Electric Submersible Pumps (ESPs) are multistage centrifugal pumps used in the artificial lift and transport of multiphase fluid mixtures. The flow regime is a liquid-liquid flow when the fluids correspond to two non -miscible fluids. Liquid-liquid flow is a mixture with a continuous and dispersed phase. As the amount of fluid in the dispersed phase increases, the dispersed phase suddenly becomes continuous and vice-versa. This transition phenomenon is called phase inversion. The flow regimes in oil-water mixtures are oil-in-water (o/w) and water-in-oil (w/o) flow regimes. This work demonstrates a correlation between the flow regime and the flow-induced vibration (FIV) in ESP operating with an oil-water mixture. This research proposes a novelty method to flow regime identification based on the Root Mean Square (RMS) of the vibration acceleration of the Fast Fourier Transform (FFT) signal.
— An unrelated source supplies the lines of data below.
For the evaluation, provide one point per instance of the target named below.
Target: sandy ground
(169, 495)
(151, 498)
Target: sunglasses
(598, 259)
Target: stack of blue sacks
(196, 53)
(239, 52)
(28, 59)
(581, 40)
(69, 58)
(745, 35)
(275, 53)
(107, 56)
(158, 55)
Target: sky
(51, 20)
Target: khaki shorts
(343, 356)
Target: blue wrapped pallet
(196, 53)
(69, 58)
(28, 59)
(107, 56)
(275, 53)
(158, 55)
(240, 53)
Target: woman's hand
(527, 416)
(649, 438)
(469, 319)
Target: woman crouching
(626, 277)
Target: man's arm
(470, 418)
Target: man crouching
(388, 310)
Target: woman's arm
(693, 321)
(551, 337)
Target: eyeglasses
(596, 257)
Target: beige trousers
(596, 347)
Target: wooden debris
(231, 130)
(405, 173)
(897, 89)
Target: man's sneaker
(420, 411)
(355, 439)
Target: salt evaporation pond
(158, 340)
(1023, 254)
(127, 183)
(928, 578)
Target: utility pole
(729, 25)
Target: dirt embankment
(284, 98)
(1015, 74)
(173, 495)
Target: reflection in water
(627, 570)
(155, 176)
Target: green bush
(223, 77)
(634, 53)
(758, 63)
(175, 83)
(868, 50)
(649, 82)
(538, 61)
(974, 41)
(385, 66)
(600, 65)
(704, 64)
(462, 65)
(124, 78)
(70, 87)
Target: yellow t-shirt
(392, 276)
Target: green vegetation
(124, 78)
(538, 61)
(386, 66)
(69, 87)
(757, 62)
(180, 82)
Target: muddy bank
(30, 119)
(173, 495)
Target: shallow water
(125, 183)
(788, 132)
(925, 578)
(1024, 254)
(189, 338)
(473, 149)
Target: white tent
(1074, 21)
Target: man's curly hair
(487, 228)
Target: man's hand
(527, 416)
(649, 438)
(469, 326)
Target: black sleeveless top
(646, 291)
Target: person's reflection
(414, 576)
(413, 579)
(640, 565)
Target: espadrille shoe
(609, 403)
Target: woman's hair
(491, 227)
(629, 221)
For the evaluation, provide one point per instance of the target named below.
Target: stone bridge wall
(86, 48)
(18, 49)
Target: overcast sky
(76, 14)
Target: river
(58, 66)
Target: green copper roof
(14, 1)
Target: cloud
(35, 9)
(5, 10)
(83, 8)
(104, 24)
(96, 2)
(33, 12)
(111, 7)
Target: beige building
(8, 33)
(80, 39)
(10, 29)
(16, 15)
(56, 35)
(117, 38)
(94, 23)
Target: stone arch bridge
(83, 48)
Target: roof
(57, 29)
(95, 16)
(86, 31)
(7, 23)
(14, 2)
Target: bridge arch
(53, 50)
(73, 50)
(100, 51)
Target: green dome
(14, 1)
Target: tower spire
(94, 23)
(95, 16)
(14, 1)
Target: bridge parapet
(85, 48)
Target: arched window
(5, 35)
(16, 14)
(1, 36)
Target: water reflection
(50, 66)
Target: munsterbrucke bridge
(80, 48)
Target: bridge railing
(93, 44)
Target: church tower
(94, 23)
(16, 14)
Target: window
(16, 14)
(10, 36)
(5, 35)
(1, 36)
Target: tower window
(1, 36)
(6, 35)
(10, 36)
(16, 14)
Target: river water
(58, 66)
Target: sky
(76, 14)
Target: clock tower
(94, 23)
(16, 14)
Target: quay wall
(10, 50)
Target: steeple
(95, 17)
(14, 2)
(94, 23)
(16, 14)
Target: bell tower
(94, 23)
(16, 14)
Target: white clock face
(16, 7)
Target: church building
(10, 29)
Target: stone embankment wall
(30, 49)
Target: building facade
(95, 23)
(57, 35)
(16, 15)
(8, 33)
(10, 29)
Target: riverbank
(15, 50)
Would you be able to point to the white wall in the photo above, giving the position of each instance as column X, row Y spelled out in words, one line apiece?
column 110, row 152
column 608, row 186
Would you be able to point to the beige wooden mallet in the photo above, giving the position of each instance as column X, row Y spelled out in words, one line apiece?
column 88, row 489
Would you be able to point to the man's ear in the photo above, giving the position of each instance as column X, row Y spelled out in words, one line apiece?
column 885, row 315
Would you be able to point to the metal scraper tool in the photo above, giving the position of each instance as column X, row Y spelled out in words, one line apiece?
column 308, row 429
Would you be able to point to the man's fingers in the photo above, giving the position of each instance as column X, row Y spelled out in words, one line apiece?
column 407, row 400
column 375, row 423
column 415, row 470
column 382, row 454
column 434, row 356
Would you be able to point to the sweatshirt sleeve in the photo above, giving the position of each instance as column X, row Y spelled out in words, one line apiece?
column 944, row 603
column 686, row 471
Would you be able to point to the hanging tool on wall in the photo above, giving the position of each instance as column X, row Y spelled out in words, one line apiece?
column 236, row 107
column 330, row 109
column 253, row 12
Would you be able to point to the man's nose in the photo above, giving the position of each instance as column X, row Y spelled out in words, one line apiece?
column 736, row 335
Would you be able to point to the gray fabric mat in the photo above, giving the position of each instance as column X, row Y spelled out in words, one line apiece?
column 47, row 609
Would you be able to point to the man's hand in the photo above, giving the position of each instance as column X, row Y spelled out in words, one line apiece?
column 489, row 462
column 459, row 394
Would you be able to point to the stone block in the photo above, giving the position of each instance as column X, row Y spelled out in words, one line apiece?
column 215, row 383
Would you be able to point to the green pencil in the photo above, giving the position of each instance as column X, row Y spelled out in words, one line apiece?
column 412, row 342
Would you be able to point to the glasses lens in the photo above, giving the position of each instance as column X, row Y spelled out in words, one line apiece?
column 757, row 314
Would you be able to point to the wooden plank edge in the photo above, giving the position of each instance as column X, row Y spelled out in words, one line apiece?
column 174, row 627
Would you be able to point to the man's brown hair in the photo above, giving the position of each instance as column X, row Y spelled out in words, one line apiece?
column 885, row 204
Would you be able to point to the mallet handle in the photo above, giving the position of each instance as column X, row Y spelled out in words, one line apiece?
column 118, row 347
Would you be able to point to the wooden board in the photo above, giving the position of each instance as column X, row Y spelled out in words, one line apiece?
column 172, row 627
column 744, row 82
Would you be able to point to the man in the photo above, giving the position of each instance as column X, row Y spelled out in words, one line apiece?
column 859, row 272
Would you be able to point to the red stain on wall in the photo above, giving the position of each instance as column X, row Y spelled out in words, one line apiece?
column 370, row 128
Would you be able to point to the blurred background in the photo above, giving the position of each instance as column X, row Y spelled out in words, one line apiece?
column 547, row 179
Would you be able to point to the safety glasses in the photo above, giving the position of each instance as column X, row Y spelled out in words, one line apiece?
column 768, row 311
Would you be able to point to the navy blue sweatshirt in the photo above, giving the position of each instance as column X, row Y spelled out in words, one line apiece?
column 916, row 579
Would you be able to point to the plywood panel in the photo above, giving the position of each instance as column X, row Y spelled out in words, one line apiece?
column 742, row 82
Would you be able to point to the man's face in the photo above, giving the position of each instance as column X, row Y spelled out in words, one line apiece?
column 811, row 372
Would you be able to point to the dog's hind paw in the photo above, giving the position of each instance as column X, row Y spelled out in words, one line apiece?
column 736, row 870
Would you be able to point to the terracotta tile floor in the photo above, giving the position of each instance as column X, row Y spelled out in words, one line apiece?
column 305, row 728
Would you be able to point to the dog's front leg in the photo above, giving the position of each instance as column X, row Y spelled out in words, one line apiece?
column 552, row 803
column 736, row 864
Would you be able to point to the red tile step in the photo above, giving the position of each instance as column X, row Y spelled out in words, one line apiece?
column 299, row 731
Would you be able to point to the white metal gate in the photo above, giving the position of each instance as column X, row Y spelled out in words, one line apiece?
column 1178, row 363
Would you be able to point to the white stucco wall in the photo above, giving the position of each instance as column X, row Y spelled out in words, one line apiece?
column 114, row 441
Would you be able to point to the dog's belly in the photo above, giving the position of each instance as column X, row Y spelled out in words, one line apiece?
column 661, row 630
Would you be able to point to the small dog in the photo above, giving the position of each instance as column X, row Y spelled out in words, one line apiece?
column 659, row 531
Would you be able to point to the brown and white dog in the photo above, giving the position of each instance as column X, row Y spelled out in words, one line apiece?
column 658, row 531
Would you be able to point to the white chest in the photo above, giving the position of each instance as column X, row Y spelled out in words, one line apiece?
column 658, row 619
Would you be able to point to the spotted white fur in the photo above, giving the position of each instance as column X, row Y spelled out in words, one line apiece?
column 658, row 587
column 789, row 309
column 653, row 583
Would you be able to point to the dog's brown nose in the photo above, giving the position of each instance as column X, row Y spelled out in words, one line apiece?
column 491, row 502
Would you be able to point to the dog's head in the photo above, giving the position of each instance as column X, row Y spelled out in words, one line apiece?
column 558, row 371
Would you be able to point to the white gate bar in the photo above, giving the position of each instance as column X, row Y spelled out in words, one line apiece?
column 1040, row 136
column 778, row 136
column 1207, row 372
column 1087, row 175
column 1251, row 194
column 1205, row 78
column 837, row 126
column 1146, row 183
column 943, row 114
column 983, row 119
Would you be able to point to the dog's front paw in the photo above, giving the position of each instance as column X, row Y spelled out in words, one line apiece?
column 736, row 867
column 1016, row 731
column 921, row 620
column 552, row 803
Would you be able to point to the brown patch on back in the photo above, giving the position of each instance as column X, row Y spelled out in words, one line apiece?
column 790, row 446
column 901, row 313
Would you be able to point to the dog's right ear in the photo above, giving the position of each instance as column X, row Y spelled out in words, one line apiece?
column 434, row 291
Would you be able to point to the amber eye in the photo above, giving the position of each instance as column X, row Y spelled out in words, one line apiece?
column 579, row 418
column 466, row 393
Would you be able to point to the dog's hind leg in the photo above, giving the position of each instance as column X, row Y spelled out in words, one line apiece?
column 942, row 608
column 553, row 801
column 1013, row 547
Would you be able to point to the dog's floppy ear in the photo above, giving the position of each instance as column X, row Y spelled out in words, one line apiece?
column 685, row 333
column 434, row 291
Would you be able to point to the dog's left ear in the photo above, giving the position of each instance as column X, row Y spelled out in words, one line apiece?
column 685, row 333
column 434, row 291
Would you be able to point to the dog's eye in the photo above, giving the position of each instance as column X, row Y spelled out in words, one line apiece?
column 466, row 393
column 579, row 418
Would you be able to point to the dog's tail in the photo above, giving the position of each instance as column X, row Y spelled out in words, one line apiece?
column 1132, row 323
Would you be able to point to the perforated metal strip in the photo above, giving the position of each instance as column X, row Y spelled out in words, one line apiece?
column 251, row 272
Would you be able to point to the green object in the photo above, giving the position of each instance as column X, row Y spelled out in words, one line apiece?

The experimental setup consists of an 8-stage Electrical Submersible Pump (ESP) and a vibration acquisition system with six accelerometers uniformly distributed along the ESP. The experimental procedure consists of changing the water cut (percentage of water) from the oil flow regime to the water flow regime, maintaining stable ESP rotational speed, the total flow rate, and the oil viscosity. For each water cut, mechanical vibration is collected. The operational conditions consider 30, 40, and 50 Hz rotational speeds and viscosities between 70 and 210 cP. Frequency domain analysis involves studying FFT between 0 and 5000 Hz, considering different water cuts and frequency ranges. Statistical features - mean, variance, geometric mean harmonic mean, and RMS - were extracted from the FFT for each frequency range. Results showed a strong correlation between the RMS of FFT and the phase inversion phenomena considering the rotational speed. A logistic regression model was employed to establish a transition boundary between oil-in-water and water-in-oil using 10% of the data. The model successfully separated at least 95.67% of the remaining data in the least favorable scenario.